Figure 2. The Prognostic Significance of KRAS Alleles

(A) Correlation between different codon 12 alleles and survival in pancreatic cancer. In PDAC, G12D mutations are associated with worse overall survival than are G12V mutations. G12R mutations, by contrast, correlate with better overall survival. Data are derived from [23]. (B) Correlation between different codon 12 alleles with survival in colorectal cancer. Unlike in PDAC, where G12V survival is significantly different from G12D, both mutations are associated with reduced overall survival in CRC. Data are derived from [26]. (C) Correlation between progression and mutations at different amino acids in colorectal cancer. Codon 12 mutations are associated with reduced progression-free survival in CRC, whereas progression is not statistically different in patients with WT or codon 13 mutant cancer. Data are derived from [29].

Figure 3. In vitro Prediction of HRAS and KRAS Allele Frequencies

(A) HRAS codon 61 mutations resulting from single nucleotide changes. Q61 can be changed to six different amino acids. (B) Frequency of HRAS codon 61 alleles across human cancers. Of the six codon 61 alleles that can result from a single nucleotide change, only 4 are naturally occurring in human cancers. Data were collected from cBioportal [6]. (C) Correlation between in vitro transforming activity and allele frequency for HRAS codon 61 mutants. Alleles that do not occur in human cancers are not transforming in mouse fibroblasts. Data for transforming activity (defined as the number of NIH3t3 foci that develop per ng of transfected HRAS cDNA expression vector) were taken from [51]. (D) Relative frequencies of different KRAS alleles across all cancers. Note that this graph includes data only for the alleles listed. Data were collected from cBioportal [6]. (E) Correlation between in vitro biochemical activity and allele frequency for KRAS mutants. The biochemical activation score was calculated by multiplying the rate of intrinsic hydrolysis [K_hydrolysis 10⁻⁵ (sec⁻¹)] by the affinity for the RAS binding domain (RBD) of RAF-1 [nmol/L]. Data for biochemical activity were taken from [16].

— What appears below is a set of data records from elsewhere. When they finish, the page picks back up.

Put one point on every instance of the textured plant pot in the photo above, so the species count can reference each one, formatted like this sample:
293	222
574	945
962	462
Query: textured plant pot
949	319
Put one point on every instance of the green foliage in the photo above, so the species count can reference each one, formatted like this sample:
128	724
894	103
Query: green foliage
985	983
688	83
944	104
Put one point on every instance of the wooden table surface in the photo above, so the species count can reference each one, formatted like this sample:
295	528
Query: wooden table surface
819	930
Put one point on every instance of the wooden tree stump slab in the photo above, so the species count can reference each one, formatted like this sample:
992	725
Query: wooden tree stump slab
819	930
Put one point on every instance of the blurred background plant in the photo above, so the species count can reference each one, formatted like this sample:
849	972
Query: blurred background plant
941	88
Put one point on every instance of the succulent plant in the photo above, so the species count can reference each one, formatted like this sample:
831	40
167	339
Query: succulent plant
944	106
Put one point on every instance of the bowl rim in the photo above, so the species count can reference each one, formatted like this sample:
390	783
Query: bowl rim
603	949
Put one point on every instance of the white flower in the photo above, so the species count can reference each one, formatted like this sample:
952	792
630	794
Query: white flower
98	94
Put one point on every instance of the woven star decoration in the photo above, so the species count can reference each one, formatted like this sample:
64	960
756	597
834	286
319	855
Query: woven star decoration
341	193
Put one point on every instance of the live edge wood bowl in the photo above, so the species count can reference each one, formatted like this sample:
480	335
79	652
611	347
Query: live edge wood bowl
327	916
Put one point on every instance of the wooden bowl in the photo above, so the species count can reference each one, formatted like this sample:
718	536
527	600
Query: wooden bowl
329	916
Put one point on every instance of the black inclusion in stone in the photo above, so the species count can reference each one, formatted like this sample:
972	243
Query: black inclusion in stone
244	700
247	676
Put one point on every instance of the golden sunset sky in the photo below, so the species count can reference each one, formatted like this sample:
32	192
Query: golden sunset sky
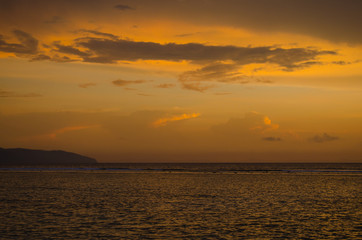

Figure 4. A Non-switch Model for KRAS Activation

(A) The classical switch analogy. KRAS proteins are typically described as being “OFF” or “ON” as a function of nucleotide binding state. In a normal cell, the homeostatic balance of hydrolysis and exchange keeps KRAS in a GDP-bound state and the switch is OFF. Cancer cells can flip the switch by (1) increasing exchange, (2) decreasing hydrolysis, or (3) doing both. This model views the entire cellular population of KRAS molecules as a binary switch. (B) A dimmer analogy. This model does not consider the nucleotide binding state of individual proteins, but rather the “OFF” or “ON” state of the entire population of KRAS molecules in a cell. This model allows for different quantitative levels of KRAS activation, which is more consistent with the distinct mechanisms of activation of different activating mutations.